Last we get to meet Satori itself, more than a corporation, it’s also a living city, built on the ruins of Old Denver. We meet Satori through its “Designers”, genetically designed humanoids with the ability to see into any living thing’s DNA. Responsible for creating the seed that keeps the nation afloat, as well as in permanent bondage, the fate of the nation rests with Satori’s Designers.
When one of the Designers defects, Agent Doss is pulled in to locate her and bring her in. The US government, or what’s left of it, wants her for its own. They know she’s their last hope of keeping power now that they’ve given it all to Satori and been made redundant.
When Las Chupes, the militant gang running the southwest, take Brood’s brother Pollo to sell him to Satori, Brood knows he has to find a way to get inside the living city and get his brother out.
The three stories converge on Old Denver as Satori fights for the future of life as the Designers see it, and Agent Doss and Brood fight for the last remnants of the lives they know.
In all the many books I read each year, it’s rare that I read one that pulls me in so completely, sells me so totally and convinces me so perfectly.
I’m a skeptic at heart, and as much as I love a good book and especially a good sci-fi or fantasy, it takes a lot of skill to bring me along, because I don’t want to have to take a giant leap of faith in order to enjoy the story, and I don’t want to be battered into accepting the world either.
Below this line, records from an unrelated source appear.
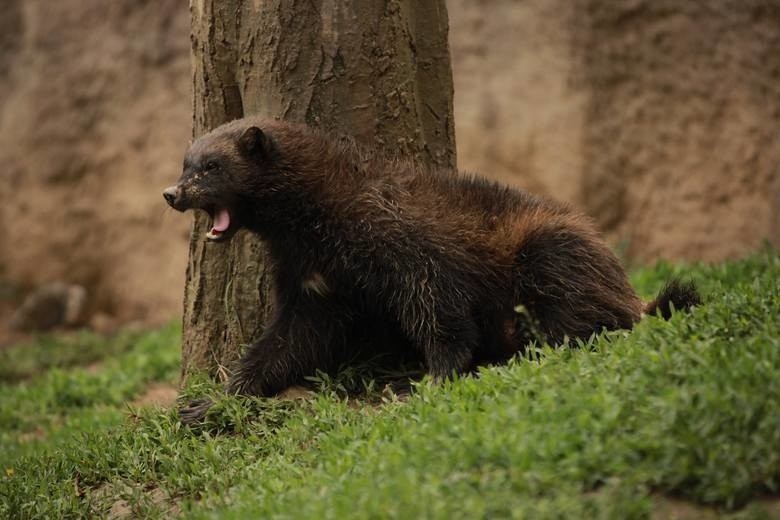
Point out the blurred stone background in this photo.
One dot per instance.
(659, 118)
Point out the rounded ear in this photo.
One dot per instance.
(254, 142)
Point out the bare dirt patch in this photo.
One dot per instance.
(158, 394)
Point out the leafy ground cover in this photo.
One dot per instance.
(673, 418)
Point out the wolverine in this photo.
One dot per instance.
(461, 270)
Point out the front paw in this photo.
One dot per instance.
(195, 411)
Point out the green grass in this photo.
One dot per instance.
(688, 409)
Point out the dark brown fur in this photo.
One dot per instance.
(465, 271)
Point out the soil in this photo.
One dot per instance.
(657, 117)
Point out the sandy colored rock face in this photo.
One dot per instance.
(657, 117)
(94, 120)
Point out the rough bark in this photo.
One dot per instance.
(376, 69)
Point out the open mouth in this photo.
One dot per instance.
(220, 222)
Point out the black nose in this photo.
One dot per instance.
(170, 195)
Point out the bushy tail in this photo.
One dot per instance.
(681, 295)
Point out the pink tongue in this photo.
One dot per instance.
(221, 220)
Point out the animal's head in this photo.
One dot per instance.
(222, 170)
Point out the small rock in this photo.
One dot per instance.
(53, 305)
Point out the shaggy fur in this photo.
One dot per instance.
(458, 268)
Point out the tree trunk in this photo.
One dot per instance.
(376, 69)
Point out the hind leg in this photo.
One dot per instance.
(572, 285)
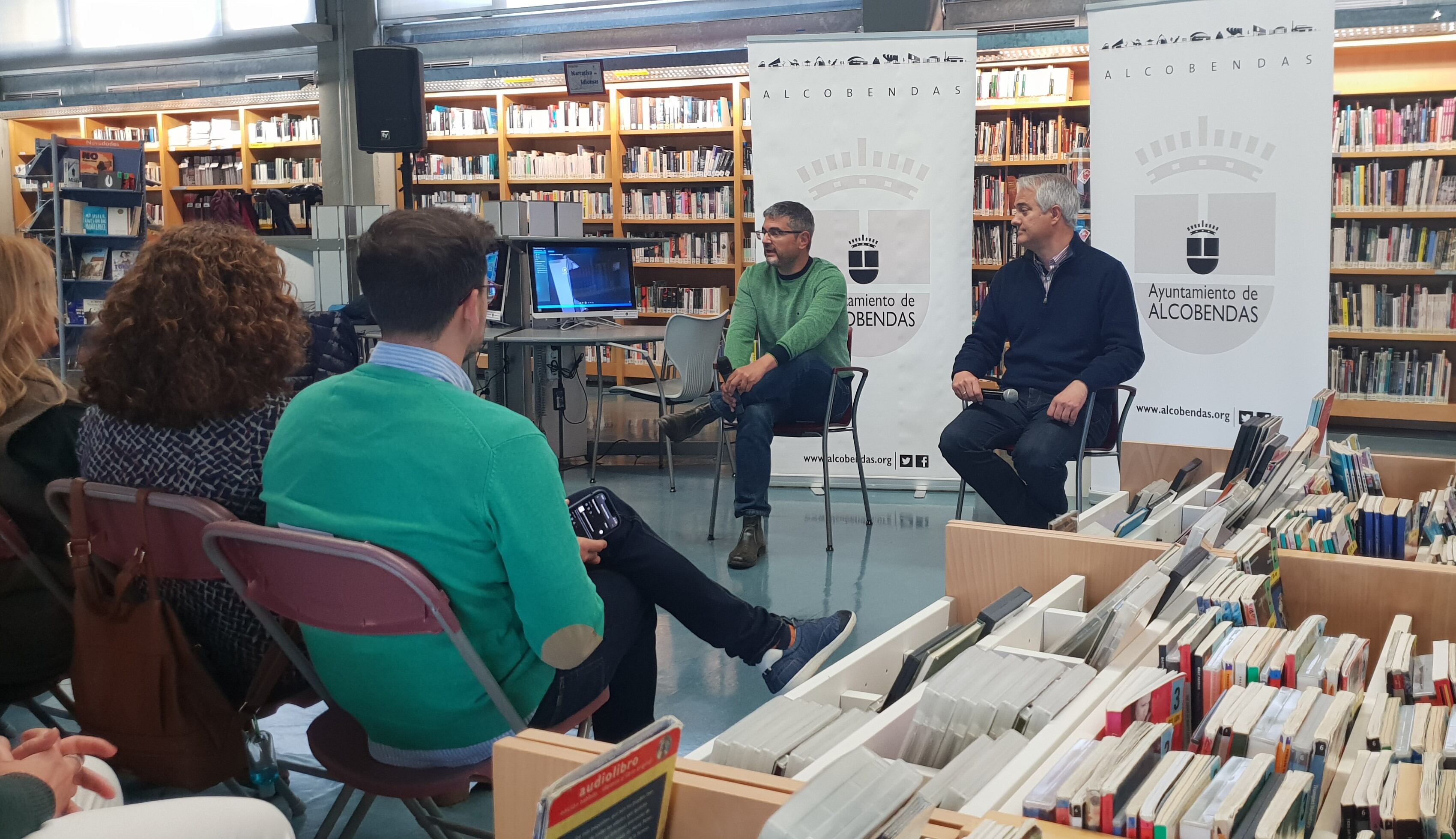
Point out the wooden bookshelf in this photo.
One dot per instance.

I want to be brought in slowly and sweetly, wrapped up in the world completely until it cocoons me and I have no choice but to live it.
Rob Ziegler has done that and more. When I first met his Designers I didn’t want to believe, I didn’t want to go with them into their living city, it seemed too unreal. After all we are talking about a future so near that my children might touch it. But Rob took me by the hand and led me in slowly, one delicate step at a time, until I was able to look up and realize that I did believe. I saw, and felt, and understood Satori. It was real.
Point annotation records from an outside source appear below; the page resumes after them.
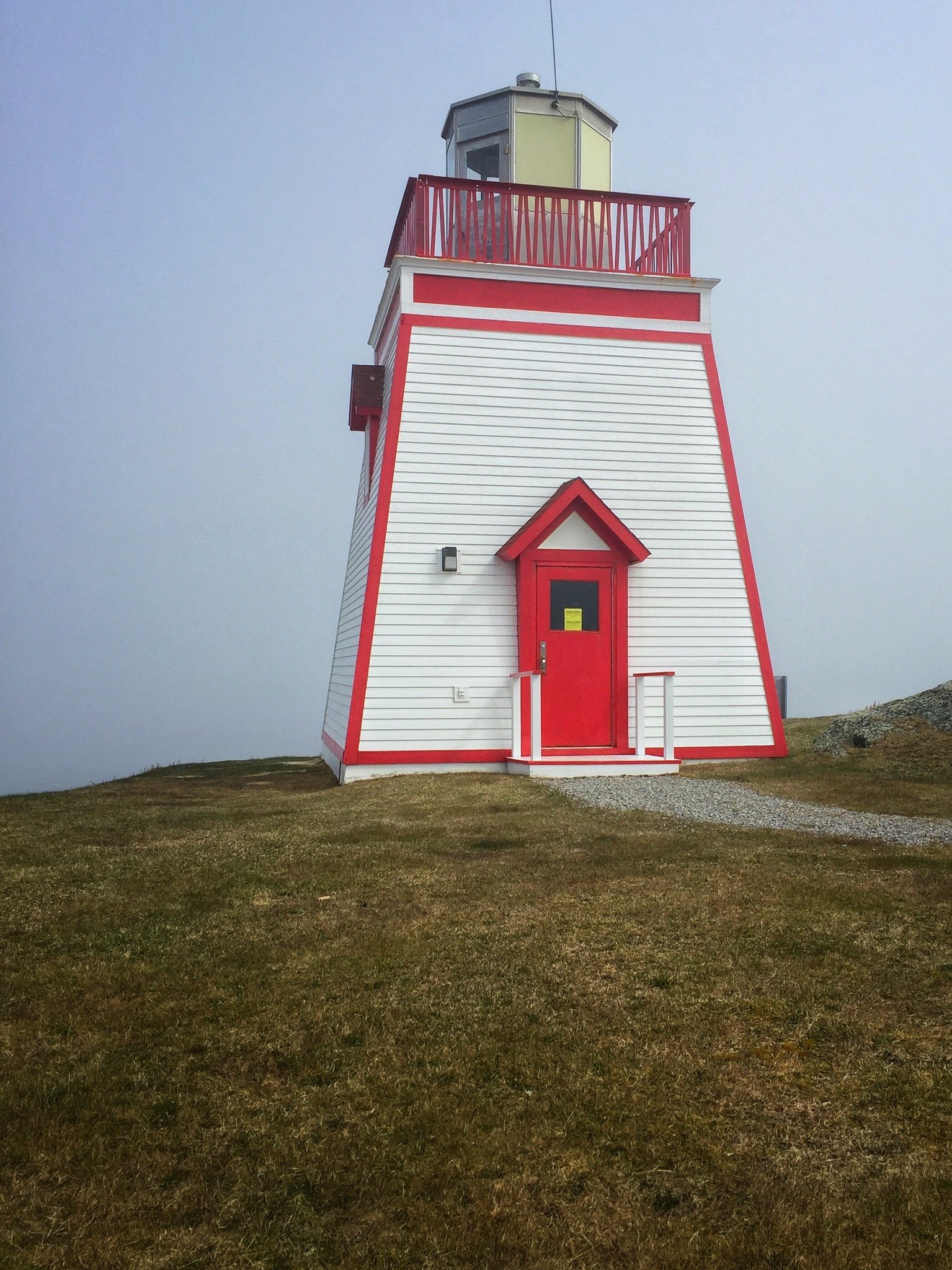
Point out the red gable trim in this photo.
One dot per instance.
(576, 495)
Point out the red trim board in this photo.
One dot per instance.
(380, 533)
(747, 559)
(406, 323)
(440, 288)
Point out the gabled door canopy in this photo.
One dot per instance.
(576, 495)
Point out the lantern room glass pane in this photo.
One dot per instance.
(483, 162)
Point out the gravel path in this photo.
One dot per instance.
(729, 803)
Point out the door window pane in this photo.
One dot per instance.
(573, 606)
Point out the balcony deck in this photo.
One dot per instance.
(450, 219)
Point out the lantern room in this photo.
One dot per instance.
(531, 136)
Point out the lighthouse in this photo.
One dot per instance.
(549, 569)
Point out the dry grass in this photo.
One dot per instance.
(254, 1020)
(909, 771)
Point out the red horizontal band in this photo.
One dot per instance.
(437, 288)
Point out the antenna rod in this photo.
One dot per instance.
(551, 27)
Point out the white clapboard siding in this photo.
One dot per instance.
(342, 675)
(493, 422)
The dusty, dry, post apocalyptic world of Brood, Pollo and Doss was an easier buy-in. After all, I live here in the dry Colorado desert. I know first hand how cold these winters get, how hot the summers grow. A few more degrees either direction is both completely fathomable, and entirely terrifying.
While Seed is, at least on the surface, a dark and thoughtful read, there is also light. There is hope. Indeed, if there is one outstanding message, one outstanding theme, feeling, truth within the pages of Seed it is that even in man’s darkest hours, there will still be hope, and we will rise to the occasion to right our own wrongs. Even if it takes us a few generations to see them clearly.
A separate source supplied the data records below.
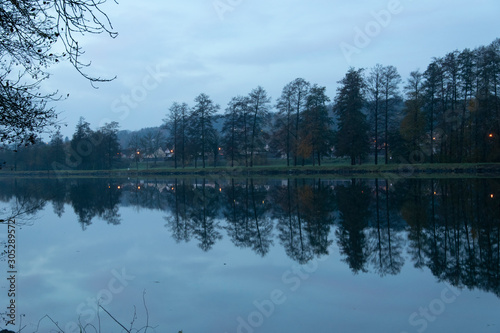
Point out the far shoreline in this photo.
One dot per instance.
(435, 170)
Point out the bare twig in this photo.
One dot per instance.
(109, 314)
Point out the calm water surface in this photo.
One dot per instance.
(255, 255)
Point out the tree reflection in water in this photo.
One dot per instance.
(450, 226)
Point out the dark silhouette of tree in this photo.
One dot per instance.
(290, 105)
(390, 92)
(352, 135)
(30, 31)
(375, 97)
(413, 124)
(235, 129)
(200, 122)
(176, 123)
(258, 108)
(109, 147)
(316, 138)
(57, 152)
(431, 102)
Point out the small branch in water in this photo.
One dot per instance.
(109, 314)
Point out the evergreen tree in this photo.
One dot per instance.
(258, 107)
(352, 135)
(317, 135)
(201, 125)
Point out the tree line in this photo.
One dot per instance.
(448, 113)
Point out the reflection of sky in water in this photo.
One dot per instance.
(61, 268)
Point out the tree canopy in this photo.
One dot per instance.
(32, 33)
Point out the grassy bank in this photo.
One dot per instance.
(364, 170)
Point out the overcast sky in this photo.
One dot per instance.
(174, 50)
This is not Cormac McCarthy’s The Road. (Which someone once got me for Christmas in what I can only assume was a desperate bid to get me to off myself before the new year.) Nor is it Christopher Moore’s Fluke: Or, I Know Why the Winged Whale Sings (A fantastically funny book, right up until Chris takes us all off the cliff into acidville with him without any warning or preamble.) Seed walks a solid line between the darkness of McCarthy and the acid trip of Moore. Through it all, Rob makes us believe, and somehow gets us to root for all the sides, even as they battle amongst and against each other to determine the fate of our world.
If you’re looking for the perfect book to buy your ranting enviro-friends, or something to gently sway your Hummer2 owning, anti EPA pals – Seed is the perfect holiday gift. While you’re at it, best pick up a copy for yourself.